The federal government missed an opportunity when it did not define pediatric essential health benefits for plans offered in the health insurance marketplace under the Affordable Care Act, Dr. Aimee Grace and her colleagues wrote in a study.
Dr. Grace of Children’s National Health System in Washington, and her colleagues urged the U.S. Health & Human Services department to revisit essential health benefits regulations and make some changes (Health Affairs 2014;33:2136-43) .
“HHS could revise the standard to bar pediatric limits and exclusions, particularly exclusions based on mental retardation, mental disability, or other developmental conditions; incorporate the concept of medical necessity into a defined pediatric benefit; address both covered services and actuarial value; and permit CHIP plans to be used as a benchmark for pediatric services,” Dr. Grace recommended.
The researchers examined each state’s essential health benefits benchmark plan and found a lack of consistent coverage, the result of HHS declining to implement a national standard for pediatric essential health benefits.
They found that is no state benchmark plan summary “included a specific benefit category classified as pediatric services, despite the fact that those services constitute a specific category of essential health benefits. ... As in the HHS regulations, the only pediatric categories expressly mentioned in the summaries were oral and vision care.”
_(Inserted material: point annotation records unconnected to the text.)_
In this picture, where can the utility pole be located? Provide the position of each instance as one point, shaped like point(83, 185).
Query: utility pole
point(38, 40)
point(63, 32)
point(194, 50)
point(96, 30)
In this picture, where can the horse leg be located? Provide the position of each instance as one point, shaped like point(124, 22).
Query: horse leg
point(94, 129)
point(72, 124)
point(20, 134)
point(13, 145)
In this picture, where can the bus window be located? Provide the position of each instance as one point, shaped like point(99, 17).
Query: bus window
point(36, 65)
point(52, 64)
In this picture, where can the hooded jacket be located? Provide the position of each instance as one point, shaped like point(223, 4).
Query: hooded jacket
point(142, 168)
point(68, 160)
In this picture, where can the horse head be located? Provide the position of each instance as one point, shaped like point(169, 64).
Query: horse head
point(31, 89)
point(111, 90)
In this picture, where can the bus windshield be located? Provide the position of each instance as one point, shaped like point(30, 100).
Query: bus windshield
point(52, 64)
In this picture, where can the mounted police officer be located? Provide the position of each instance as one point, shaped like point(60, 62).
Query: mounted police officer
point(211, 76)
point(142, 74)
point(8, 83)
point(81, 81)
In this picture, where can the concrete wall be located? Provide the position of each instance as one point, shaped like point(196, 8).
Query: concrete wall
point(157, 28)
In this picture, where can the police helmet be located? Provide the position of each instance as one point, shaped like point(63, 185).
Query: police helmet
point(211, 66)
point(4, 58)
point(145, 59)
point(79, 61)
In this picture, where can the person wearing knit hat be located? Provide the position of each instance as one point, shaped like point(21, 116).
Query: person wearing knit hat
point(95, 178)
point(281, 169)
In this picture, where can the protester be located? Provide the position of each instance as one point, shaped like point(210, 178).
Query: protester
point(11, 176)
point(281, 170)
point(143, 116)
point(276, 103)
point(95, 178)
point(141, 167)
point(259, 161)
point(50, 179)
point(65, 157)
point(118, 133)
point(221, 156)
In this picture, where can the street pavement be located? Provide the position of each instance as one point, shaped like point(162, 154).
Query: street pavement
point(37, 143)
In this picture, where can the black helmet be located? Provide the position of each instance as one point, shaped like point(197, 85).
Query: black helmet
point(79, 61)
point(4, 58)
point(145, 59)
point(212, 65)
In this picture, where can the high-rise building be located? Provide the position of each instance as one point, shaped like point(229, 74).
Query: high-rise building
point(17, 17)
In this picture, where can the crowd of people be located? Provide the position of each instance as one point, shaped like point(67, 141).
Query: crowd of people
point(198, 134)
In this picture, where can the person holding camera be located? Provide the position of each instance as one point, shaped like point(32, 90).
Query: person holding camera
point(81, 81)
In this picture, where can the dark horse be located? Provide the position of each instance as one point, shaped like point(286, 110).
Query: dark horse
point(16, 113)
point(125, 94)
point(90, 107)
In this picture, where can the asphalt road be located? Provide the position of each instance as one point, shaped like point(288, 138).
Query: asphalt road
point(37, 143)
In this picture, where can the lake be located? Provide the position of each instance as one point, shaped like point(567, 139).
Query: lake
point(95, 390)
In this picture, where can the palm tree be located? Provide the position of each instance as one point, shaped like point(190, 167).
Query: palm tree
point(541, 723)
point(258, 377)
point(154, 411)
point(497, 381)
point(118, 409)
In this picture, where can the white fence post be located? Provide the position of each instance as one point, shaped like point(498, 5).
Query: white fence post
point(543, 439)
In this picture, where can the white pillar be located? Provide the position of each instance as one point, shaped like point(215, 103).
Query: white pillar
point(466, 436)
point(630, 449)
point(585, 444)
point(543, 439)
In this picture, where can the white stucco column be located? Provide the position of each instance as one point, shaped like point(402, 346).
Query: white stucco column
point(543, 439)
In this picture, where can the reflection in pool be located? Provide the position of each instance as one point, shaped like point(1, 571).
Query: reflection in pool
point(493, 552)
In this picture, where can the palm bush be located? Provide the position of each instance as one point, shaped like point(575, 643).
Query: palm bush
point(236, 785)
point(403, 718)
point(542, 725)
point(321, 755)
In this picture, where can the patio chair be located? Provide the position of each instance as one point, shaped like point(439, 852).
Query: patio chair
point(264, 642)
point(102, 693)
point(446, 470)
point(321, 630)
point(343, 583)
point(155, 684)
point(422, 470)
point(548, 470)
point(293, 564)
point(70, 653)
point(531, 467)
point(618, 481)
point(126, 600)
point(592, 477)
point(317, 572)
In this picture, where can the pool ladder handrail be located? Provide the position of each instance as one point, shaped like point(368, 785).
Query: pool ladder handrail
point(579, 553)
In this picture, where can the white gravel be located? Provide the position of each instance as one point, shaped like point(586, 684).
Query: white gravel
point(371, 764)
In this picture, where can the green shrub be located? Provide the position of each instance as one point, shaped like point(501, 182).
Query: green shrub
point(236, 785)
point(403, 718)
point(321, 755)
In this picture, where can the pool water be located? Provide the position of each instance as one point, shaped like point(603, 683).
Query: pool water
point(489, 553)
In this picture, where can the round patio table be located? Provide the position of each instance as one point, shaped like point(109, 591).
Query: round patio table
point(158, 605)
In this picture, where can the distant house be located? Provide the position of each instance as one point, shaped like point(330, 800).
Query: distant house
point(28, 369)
Dr. Grace and colleagues found specific pediatric exclusions within certain treatment categories, typically associated with pediatric developmental and mental health conditions.
“For example, thirteen states specifically excluded services for children with learning disabilities, and ten states excluded speech therapy for developmental delays, stuttering, or both,” researchers note.
The study was supported by the DC-Baltimore Research Center on Child Health
Disparities (Grant No. P20 MD000198 from the National Institute on Minority Health and Health Disparities).